Abagnale’s fourth phony career was left out of the movie, though it was illustrated a little when he poses as a teacher for his French class. For one summer semester, Abagnale took on the role of a sociology professor at Brigham Young University in Provo, Utah. He was well-liked by his students, who found him affable and intelligent. He pulled it off by reading one chapter ahead of them every week, which some pupils found a little odd. BYU advertised in the paper for a sociology professor, Abagnale forged a transcript from Columbia University, and the prestigious university took him on.

Carri Jenkins of BYU said in 2003 that she and the staff found no record of his tenure at the school, despite Abagnale’s claims that he taught a ninety-minute course to a total of 141 students. Abagnale said that he couldn’t remember which alias he used while working there, but despite Redding’s penchant to take certain liberties with his story in the book based on his life, he was indeed on the campus during his spree. Whether he was a professor or a mere teacher’s aid is up for debate, and it is possible that were he the latter, there would be no record of his stint teaching sociology.

Airplane Escape

In one of the movie’s most thrilling scenes, Abagnale sits with his captor on an airplane on the way to meet his fate in the United States. He learns that his beloved father is dead, and he becomes overwhelmed with emotion, saying he feels sick and insisting on going to the lavatory. Hanratty, played by Tom Hanks, waits for him outside, but once the plane is landing it is clear that Abagnale is not coming out. Hanratty busts in the door only to find an empty room with a few screws on the floor, leaving Tom Hanks’ character outsmarted.

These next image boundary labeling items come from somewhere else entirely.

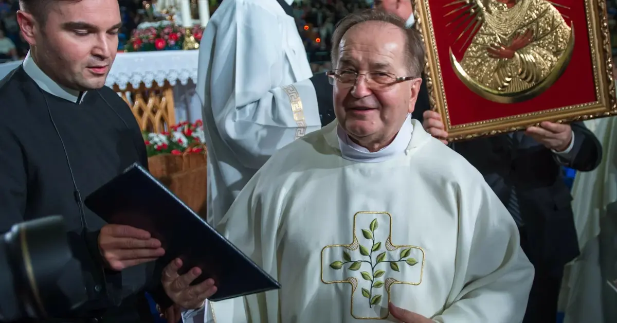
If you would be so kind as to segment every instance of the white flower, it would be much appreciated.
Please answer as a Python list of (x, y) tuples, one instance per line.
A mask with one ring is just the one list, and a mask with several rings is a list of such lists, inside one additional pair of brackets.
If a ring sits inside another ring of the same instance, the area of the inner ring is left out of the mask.
[(154, 132), (148, 133), (148, 141), (150, 141), (150, 143), (152, 143), (155, 146), (163, 144), (169, 144), (167, 141), (167, 136), (162, 133), (156, 133)]
[(184, 134), (180, 132), (173, 132), (172, 133), (172, 138), (174, 141), (180, 144), (183, 147), (186, 148), (188, 145), (188, 140)]
[(193, 136), (198, 138), (200, 143), (205, 142), (205, 135), (204, 133), (204, 128), (202, 127), (197, 127), (195, 129), (195, 131), (193, 133)]

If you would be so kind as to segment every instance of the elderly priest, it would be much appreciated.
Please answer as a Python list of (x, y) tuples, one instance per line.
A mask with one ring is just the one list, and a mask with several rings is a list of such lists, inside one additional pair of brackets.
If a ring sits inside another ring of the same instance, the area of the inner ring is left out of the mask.
[(217, 228), (282, 289), (185, 321), (521, 322), (534, 269), (512, 217), (409, 117), (420, 36), (370, 10), (333, 39), (336, 122), (274, 154)]

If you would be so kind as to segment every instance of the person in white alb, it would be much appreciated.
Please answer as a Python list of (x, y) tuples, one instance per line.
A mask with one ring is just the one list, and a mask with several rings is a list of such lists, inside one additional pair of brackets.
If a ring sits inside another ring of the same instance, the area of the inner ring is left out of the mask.
[[(217, 228), (282, 288), (209, 302), (184, 321), (520, 323), (534, 269), (512, 217), (410, 117), (420, 34), (371, 10), (333, 39), (336, 121), (275, 153)], [(165, 287), (194, 305), (209, 295), (191, 293), (187, 275)]]
[(226, 0), (201, 42), (197, 93), (208, 147), (207, 219), (216, 224), (275, 152), (334, 119), (313, 76), (293, 0)]

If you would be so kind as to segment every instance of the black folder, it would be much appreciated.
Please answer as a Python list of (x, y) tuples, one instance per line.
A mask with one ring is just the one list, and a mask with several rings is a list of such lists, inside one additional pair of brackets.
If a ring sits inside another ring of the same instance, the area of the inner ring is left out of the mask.
[(181, 273), (199, 267), (193, 283), (214, 279), (213, 301), (281, 288), (280, 284), (229, 240), (217, 232), (173, 193), (138, 164), (133, 164), (84, 203), (108, 223), (148, 231), (160, 240), (165, 254), (159, 261), (183, 259)]

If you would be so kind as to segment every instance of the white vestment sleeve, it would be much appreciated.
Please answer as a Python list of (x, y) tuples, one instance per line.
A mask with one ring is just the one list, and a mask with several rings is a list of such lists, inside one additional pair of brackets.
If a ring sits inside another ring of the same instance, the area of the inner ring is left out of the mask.
[(441, 323), (523, 321), (534, 269), (511, 216), (478, 174), (459, 191), (459, 236), (453, 290), (433, 319)]
[(310, 73), (284, 83), (297, 64), (286, 54), (294, 50), (287, 33), (297, 32), (286, 29), (289, 22), (252, 1), (222, 6), (201, 40), (197, 91), (204, 120), (211, 114), (237, 160), (258, 169), (280, 148), (321, 127), (317, 94)]
[[(276, 198), (266, 201), (268, 198), (257, 193), (263, 191), (259, 190), (262, 170), (249, 181), (215, 229), (278, 280), (276, 237), (281, 206), (277, 202), (280, 197), (272, 195)], [(279, 194), (271, 190), (267, 192)], [(274, 290), (208, 302), (205, 309), (183, 312), (183, 319), (186, 323), (281, 323), (278, 297), (278, 291)]]

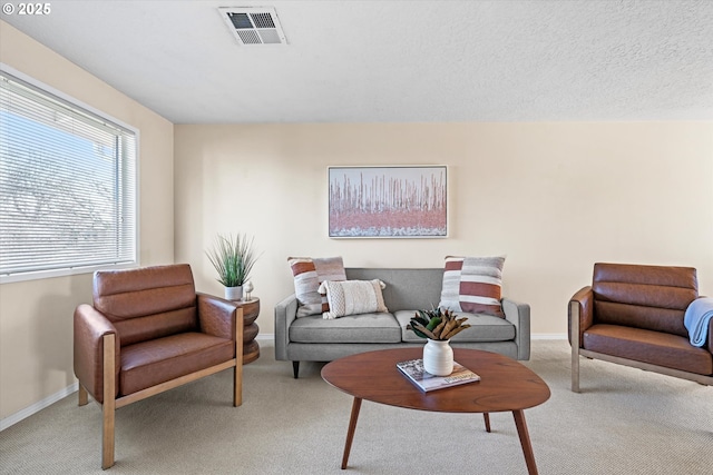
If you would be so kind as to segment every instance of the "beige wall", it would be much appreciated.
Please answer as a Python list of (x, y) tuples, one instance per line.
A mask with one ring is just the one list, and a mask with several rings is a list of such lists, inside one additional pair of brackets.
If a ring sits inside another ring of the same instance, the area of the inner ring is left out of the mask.
[[(0, 21), (0, 61), (139, 130), (140, 264), (174, 258), (173, 125)], [(0, 285), (0, 418), (75, 382), (72, 313), (91, 275)]]
[[(506, 254), (534, 334), (566, 333), (595, 261), (693, 266), (713, 295), (713, 122), (176, 126), (176, 260), (222, 293), (203, 250), (248, 232), (261, 333), (293, 291), (286, 257), (442, 265)], [(448, 239), (330, 239), (330, 165), (449, 166)]]

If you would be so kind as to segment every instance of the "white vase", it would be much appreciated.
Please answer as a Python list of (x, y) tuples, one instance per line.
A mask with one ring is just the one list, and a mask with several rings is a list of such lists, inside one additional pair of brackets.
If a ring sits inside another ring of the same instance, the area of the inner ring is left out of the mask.
[(453, 372), (450, 340), (428, 339), (423, 347), (423, 369), (436, 376), (448, 376)]
[(243, 286), (238, 287), (225, 287), (226, 300), (242, 300), (243, 299)]

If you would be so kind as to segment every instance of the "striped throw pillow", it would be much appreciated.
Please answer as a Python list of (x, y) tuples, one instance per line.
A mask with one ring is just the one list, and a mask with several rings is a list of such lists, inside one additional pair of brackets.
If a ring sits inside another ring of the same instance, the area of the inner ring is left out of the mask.
[(326, 296), (318, 291), (324, 280), (346, 280), (344, 263), (340, 257), (289, 257), (297, 297), (297, 317), (321, 315), (330, 310)]
[(500, 306), (504, 264), (504, 256), (448, 256), (439, 306), (453, 311), (505, 317)]

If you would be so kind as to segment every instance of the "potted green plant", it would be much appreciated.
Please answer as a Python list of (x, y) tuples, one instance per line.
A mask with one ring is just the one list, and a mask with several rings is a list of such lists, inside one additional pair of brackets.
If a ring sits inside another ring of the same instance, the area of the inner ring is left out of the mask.
[(457, 315), (447, 308), (418, 310), (407, 329), (417, 336), (427, 338), (423, 347), (423, 369), (436, 376), (448, 376), (453, 370), (453, 349), (450, 339), (470, 327), (467, 317)]
[(228, 300), (242, 300), (243, 284), (248, 279), (250, 273), (257, 260), (254, 248), (254, 238), (237, 234), (218, 234), (215, 244), (206, 255), (218, 274), (216, 279), (225, 287), (225, 298)]

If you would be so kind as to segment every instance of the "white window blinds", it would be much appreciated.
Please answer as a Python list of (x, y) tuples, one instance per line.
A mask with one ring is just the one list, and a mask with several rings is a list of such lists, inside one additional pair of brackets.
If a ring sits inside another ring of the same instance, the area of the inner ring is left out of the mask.
[(0, 71), (0, 276), (135, 263), (136, 141)]

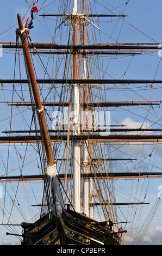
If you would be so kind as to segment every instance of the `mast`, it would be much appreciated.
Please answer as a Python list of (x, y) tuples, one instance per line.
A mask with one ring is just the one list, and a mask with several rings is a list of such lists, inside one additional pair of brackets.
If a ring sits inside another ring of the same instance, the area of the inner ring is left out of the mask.
[(41, 101), (39, 95), (39, 93), (35, 79), (34, 69), (30, 56), (28, 43), (26, 37), (25, 31), (22, 24), (22, 21), (20, 14), (17, 14), (18, 22), (20, 27), (20, 31), (21, 34), (21, 40), (22, 44), (24, 45), (23, 49), (25, 53), (25, 59), (27, 66), (28, 69), (28, 75), (30, 78), (33, 96), (35, 102), (36, 109), (38, 115), (39, 121), (42, 130), (42, 136), (43, 137), (43, 142), (46, 153), (48, 164), (49, 166), (52, 166), (55, 163), (52, 152), (50, 138), (48, 133), (45, 117), (43, 112), (43, 108), (41, 104)]
[(53, 154), (51, 139), (48, 133), (48, 130), (47, 129), (43, 112), (43, 108), (41, 104), (32, 59), (28, 46), (25, 29), (23, 27), (20, 14), (17, 14), (17, 20), (19, 25), (20, 35), (22, 41), (22, 44), (23, 45), (27, 76), (30, 80), (30, 82), (31, 83), (41, 131), (41, 141), (43, 141), (47, 159), (47, 163), (48, 164), (48, 166), (47, 167), (46, 172), (48, 175), (50, 186), (49, 192), (51, 194), (49, 198), (52, 198), (53, 200), (51, 201), (51, 209), (54, 209), (53, 211), (56, 216), (59, 216), (59, 214), (61, 211), (61, 207), (64, 207), (64, 205), (60, 188), (59, 181), (56, 168), (56, 162)]
[[(85, 15), (85, 0), (83, 0), (83, 15)], [(85, 45), (85, 25), (83, 23), (83, 45)], [(85, 50), (83, 50), (84, 54), (83, 55), (83, 79), (86, 78), (86, 54)], [(86, 92), (86, 84), (85, 84), (83, 89), (83, 99), (84, 104), (85, 106), (84, 108), (84, 125), (87, 124), (87, 109), (86, 109), (86, 98), (87, 98), (87, 92)], [(84, 144), (84, 156), (83, 156), (83, 170), (84, 174), (85, 174), (85, 178), (83, 180), (83, 211), (86, 215), (89, 216), (89, 180), (88, 176), (86, 176), (86, 174), (89, 173), (88, 167), (88, 143), (86, 141)]]
[[(73, 11), (73, 44), (78, 44), (77, 0), (74, 0)], [(78, 79), (78, 52), (73, 51), (73, 79)], [(73, 92), (73, 135), (80, 133), (79, 119), (79, 85), (72, 84)], [(73, 204), (74, 210), (80, 211), (80, 145), (79, 142), (73, 143)]]

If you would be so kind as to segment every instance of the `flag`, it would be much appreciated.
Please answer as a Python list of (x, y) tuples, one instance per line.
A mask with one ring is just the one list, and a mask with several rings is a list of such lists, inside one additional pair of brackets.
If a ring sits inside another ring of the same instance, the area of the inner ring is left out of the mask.
[(36, 0), (36, 2), (35, 2), (35, 3), (34, 3), (34, 6), (32, 9), (32, 11), (33, 11), (33, 13), (38, 13), (38, 10), (37, 9), (37, 7), (36, 7), (36, 4), (38, 2), (38, 0)]

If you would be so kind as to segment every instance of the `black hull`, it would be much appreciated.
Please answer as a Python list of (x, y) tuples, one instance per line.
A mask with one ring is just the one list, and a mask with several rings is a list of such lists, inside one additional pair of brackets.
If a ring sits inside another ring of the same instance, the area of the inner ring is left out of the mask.
[(23, 245), (121, 245), (107, 223), (98, 223), (71, 210), (56, 218), (46, 215), (23, 231)]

In reality, it would be impossible for Abagnale to have escaped through the toilet. The space is very well sealed up, and the person attempting it would either have to be very tiny or have a dislocated collarbone. In truth, Abagnale escaped through the kitchen gallery where food comes on and off the plane, but Redding invented the bathroom detail for the book. Abagnale knew his way around planes fairly well due to his time spent pretending to be a pilot, so he would have known that escape through the toilet was impossible. In 1971, Frank escaped once more, attempting to flee to Brazil. It was three years after that that Abagnale brokered a deal with the FBI that earned him his freedom in exchange for advising the Bureau on how to further protect people and companies from fraud, as was accurately portrayed in Catch Me If You Can.